If you can get someone to help you and gently heat the area up with a heatgun while you are pulling, it will make it a lot easier....


----------



## Zebedee (Oct 3, 2007)

gnscloz said:


> get a long bladed cerated knife why the mrs is,nt looking and if poss pull item upwards (it will flex) and slowly cut it out


Even better if you know a local cabinet maker is to borrow his "flush cutting saw" . . . if he will lend it to you??? :roll:

These are saws with very flexible blades, and teeth with a set on only one side, so the blade can be rested against a surface while trimming, but will not mark it.

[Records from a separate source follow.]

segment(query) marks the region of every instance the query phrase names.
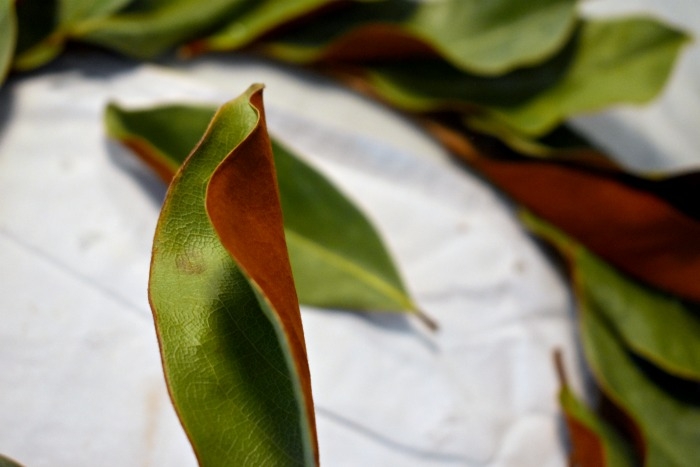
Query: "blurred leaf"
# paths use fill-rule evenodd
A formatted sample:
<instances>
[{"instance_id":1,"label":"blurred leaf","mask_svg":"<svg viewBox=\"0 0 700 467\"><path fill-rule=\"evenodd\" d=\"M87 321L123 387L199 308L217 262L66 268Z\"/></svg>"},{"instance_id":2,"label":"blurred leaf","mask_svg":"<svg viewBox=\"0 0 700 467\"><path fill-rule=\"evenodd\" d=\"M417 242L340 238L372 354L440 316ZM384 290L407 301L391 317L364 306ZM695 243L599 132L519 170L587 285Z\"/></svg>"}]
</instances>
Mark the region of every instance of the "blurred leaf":
<instances>
[{"instance_id":1,"label":"blurred leaf","mask_svg":"<svg viewBox=\"0 0 700 467\"><path fill-rule=\"evenodd\" d=\"M206 130L214 109L110 105L107 131L169 182ZM320 173L272 141L284 226L299 300L306 305L408 311L434 327L411 300L379 234Z\"/></svg>"},{"instance_id":2,"label":"blurred leaf","mask_svg":"<svg viewBox=\"0 0 700 467\"><path fill-rule=\"evenodd\" d=\"M185 55L206 51L236 50L288 22L298 21L338 0L249 0L228 24L210 37L184 46Z\"/></svg>"},{"instance_id":3,"label":"blurred leaf","mask_svg":"<svg viewBox=\"0 0 700 467\"><path fill-rule=\"evenodd\" d=\"M59 24L70 29L87 19L104 18L126 7L134 0L59 0Z\"/></svg>"},{"instance_id":4,"label":"blurred leaf","mask_svg":"<svg viewBox=\"0 0 700 467\"><path fill-rule=\"evenodd\" d=\"M561 357L559 354L556 356L561 381L559 404L564 411L571 444L569 465L598 467L635 465L632 450L620 434L571 391L566 382Z\"/></svg>"},{"instance_id":5,"label":"blurred leaf","mask_svg":"<svg viewBox=\"0 0 700 467\"><path fill-rule=\"evenodd\" d=\"M439 56L456 68L495 75L554 54L575 23L572 0L355 2L264 50L296 63Z\"/></svg>"},{"instance_id":6,"label":"blurred leaf","mask_svg":"<svg viewBox=\"0 0 700 467\"><path fill-rule=\"evenodd\" d=\"M249 0L133 0L119 14L83 22L80 40L149 59L226 24Z\"/></svg>"},{"instance_id":7,"label":"blurred leaf","mask_svg":"<svg viewBox=\"0 0 700 467\"><path fill-rule=\"evenodd\" d=\"M581 338L591 370L603 392L631 418L644 441L644 465L693 465L700 459L700 401L697 384L687 393L678 381L662 384L635 359L607 324L595 303L581 300ZM672 338L668 336L668 338Z\"/></svg>"},{"instance_id":8,"label":"blurred leaf","mask_svg":"<svg viewBox=\"0 0 700 467\"><path fill-rule=\"evenodd\" d=\"M538 136L572 115L649 102L689 38L653 19L627 18L586 22L578 40L576 58L556 86L525 104L489 109L472 123Z\"/></svg>"},{"instance_id":9,"label":"blurred leaf","mask_svg":"<svg viewBox=\"0 0 700 467\"><path fill-rule=\"evenodd\" d=\"M56 33L58 12L58 0L18 2L15 69L25 71L40 67L63 51L64 39Z\"/></svg>"},{"instance_id":10,"label":"blurred leaf","mask_svg":"<svg viewBox=\"0 0 700 467\"><path fill-rule=\"evenodd\" d=\"M364 76L375 93L404 110L466 110L476 130L533 138L574 115L648 102L687 41L651 19L587 21L552 59L491 79L426 61L371 67Z\"/></svg>"},{"instance_id":11,"label":"blurred leaf","mask_svg":"<svg viewBox=\"0 0 700 467\"><path fill-rule=\"evenodd\" d=\"M700 220L644 183L556 161L499 157L494 148L482 147L478 135L436 120L424 124L517 203L605 261L646 284L700 302L700 282L689 279L700 275ZM698 189L696 184L695 198Z\"/></svg>"},{"instance_id":12,"label":"blurred leaf","mask_svg":"<svg viewBox=\"0 0 700 467\"><path fill-rule=\"evenodd\" d=\"M0 0L0 84L12 63L17 42L17 18L14 0Z\"/></svg>"},{"instance_id":13,"label":"blurred leaf","mask_svg":"<svg viewBox=\"0 0 700 467\"><path fill-rule=\"evenodd\" d=\"M22 465L9 457L0 455L0 467L22 467Z\"/></svg>"},{"instance_id":14,"label":"blurred leaf","mask_svg":"<svg viewBox=\"0 0 700 467\"><path fill-rule=\"evenodd\" d=\"M626 278L535 216L521 219L564 252L579 299L606 320L625 346L667 373L700 381L700 315L678 299Z\"/></svg>"},{"instance_id":15,"label":"blurred leaf","mask_svg":"<svg viewBox=\"0 0 700 467\"><path fill-rule=\"evenodd\" d=\"M304 335L262 87L217 111L168 190L149 297L201 465L316 465Z\"/></svg>"}]
</instances>

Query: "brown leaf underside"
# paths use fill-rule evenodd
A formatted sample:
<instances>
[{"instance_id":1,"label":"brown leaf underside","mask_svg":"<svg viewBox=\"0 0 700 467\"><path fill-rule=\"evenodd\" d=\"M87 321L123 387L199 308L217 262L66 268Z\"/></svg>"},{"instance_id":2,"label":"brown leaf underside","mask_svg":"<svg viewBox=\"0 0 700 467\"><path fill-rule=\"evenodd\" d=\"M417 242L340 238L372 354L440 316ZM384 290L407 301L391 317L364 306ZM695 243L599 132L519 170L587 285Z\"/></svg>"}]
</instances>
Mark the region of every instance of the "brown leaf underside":
<instances>
[{"instance_id":1,"label":"brown leaf underside","mask_svg":"<svg viewBox=\"0 0 700 467\"><path fill-rule=\"evenodd\" d=\"M207 212L221 243L246 274L265 291L289 339L299 374L318 464L316 424L306 344L292 279L280 208L272 146L267 137L262 89L250 103L260 113L258 125L211 177ZM267 181L261 183L261 181ZM284 260L281 260L283 258Z\"/></svg>"},{"instance_id":2,"label":"brown leaf underside","mask_svg":"<svg viewBox=\"0 0 700 467\"><path fill-rule=\"evenodd\" d=\"M506 194L637 279L700 302L700 222L610 174L556 162L497 160L434 121L428 131Z\"/></svg>"}]
</instances>

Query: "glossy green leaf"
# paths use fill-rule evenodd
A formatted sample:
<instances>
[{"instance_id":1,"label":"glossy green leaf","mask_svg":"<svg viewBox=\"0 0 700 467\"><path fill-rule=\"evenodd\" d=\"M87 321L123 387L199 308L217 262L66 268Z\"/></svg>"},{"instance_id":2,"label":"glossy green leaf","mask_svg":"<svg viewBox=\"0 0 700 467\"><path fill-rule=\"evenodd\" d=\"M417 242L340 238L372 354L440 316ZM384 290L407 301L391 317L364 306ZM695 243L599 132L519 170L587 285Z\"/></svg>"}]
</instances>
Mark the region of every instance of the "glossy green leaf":
<instances>
[{"instance_id":1,"label":"glossy green leaf","mask_svg":"<svg viewBox=\"0 0 700 467\"><path fill-rule=\"evenodd\" d=\"M0 0L0 84L10 69L17 42L14 0Z\"/></svg>"},{"instance_id":2,"label":"glossy green leaf","mask_svg":"<svg viewBox=\"0 0 700 467\"><path fill-rule=\"evenodd\" d=\"M487 79L434 62L367 70L370 87L411 111L470 111L473 128L539 137L564 119L620 103L644 103L661 90L688 38L647 18L588 21L546 63Z\"/></svg>"},{"instance_id":3,"label":"glossy green leaf","mask_svg":"<svg viewBox=\"0 0 700 467\"><path fill-rule=\"evenodd\" d=\"M59 24L70 30L88 19L99 19L118 12L134 0L59 0Z\"/></svg>"},{"instance_id":4,"label":"glossy green leaf","mask_svg":"<svg viewBox=\"0 0 700 467\"><path fill-rule=\"evenodd\" d=\"M248 1L229 24L215 34L185 47L186 54L208 50L236 50L266 32L311 14L336 0L257 0Z\"/></svg>"},{"instance_id":5,"label":"glossy green leaf","mask_svg":"<svg viewBox=\"0 0 700 467\"><path fill-rule=\"evenodd\" d=\"M521 218L565 253L579 299L595 307L625 346L677 377L700 381L700 314L616 271L531 214Z\"/></svg>"},{"instance_id":6,"label":"glossy green leaf","mask_svg":"<svg viewBox=\"0 0 700 467\"><path fill-rule=\"evenodd\" d=\"M169 181L207 128L213 108L110 105L107 129ZM285 233L299 300L306 305L418 314L378 233L320 173L272 142Z\"/></svg>"},{"instance_id":7,"label":"glossy green leaf","mask_svg":"<svg viewBox=\"0 0 700 467\"><path fill-rule=\"evenodd\" d=\"M292 30L266 50L277 58L309 63L342 59L346 51L341 49L347 49L361 61L363 54L372 57L383 49L382 58L391 59L397 51L402 58L402 52L420 48L417 43L459 69L493 75L554 54L575 23L573 0L356 2ZM360 43L371 44L371 50L362 50Z\"/></svg>"},{"instance_id":8,"label":"glossy green leaf","mask_svg":"<svg viewBox=\"0 0 700 467\"><path fill-rule=\"evenodd\" d=\"M74 35L140 59L207 34L234 18L247 0L133 0L125 10L83 22Z\"/></svg>"},{"instance_id":9,"label":"glossy green leaf","mask_svg":"<svg viewBox=\"0 0 700 467\"><path fill-rule=\"evenodd\" d=\"M173 179L149 297L203 466L316 465L301 318L260 86L222 106Z\"/></svg>"}]
</instances>

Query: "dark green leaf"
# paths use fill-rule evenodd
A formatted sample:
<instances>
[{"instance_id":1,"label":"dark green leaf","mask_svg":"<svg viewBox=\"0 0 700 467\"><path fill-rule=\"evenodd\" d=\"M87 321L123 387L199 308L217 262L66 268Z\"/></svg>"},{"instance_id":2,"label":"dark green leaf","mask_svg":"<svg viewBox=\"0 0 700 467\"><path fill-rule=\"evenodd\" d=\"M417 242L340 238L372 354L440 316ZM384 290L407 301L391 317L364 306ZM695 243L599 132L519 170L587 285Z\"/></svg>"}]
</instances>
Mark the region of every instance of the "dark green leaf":
<instances>
[{"instance_id":1,"label":"dark green leaf","mask_svg":"<svg viewBox=\"0 0 700 467\"><path fill-rule=\"evenodd\" d=\"M17 41L14 0L0 0L0 84L10 69Z\"/></svg>"}]
</instances>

They are used for trimming the stubs off dowels, pegs etc., and are not difficult to find. >> Here's just one example << of a fairly cheap one, and it might be worth your while investing.

Hope this helps

Dave


----------



## WSandME (May 16, 2007)

Music shop - Guitar string (top "E" string?) :wink:


----------



## time-traveller (Apr 23, 2007)

A 'saw' made up with a length of piano wire - a two person job made easier if carried out in the open after a warm day under the sun.



Vennwood said:


> Hi All,
> 
> I have a boof mounted cable box that is stuck down with (presumably) Sikaflex and I need to remove it so that I can replace it with a twin hole box.
> 
> ...


----------



## pieterv (Feb 3, 2009)

If you just need a second cable entry, why not buy a cable gland, drill a hole in the existing box and fit the gland?


----------



## Vennwood (Feb 4, 2007)

Thanks for the help and advice guys.

I'll let you know how I get on 

Wouldn't want to drill a second hole as I can't see where the original one goes unless I remove the box - and if I remove the box them I may as well fit a two hole box 8)


----------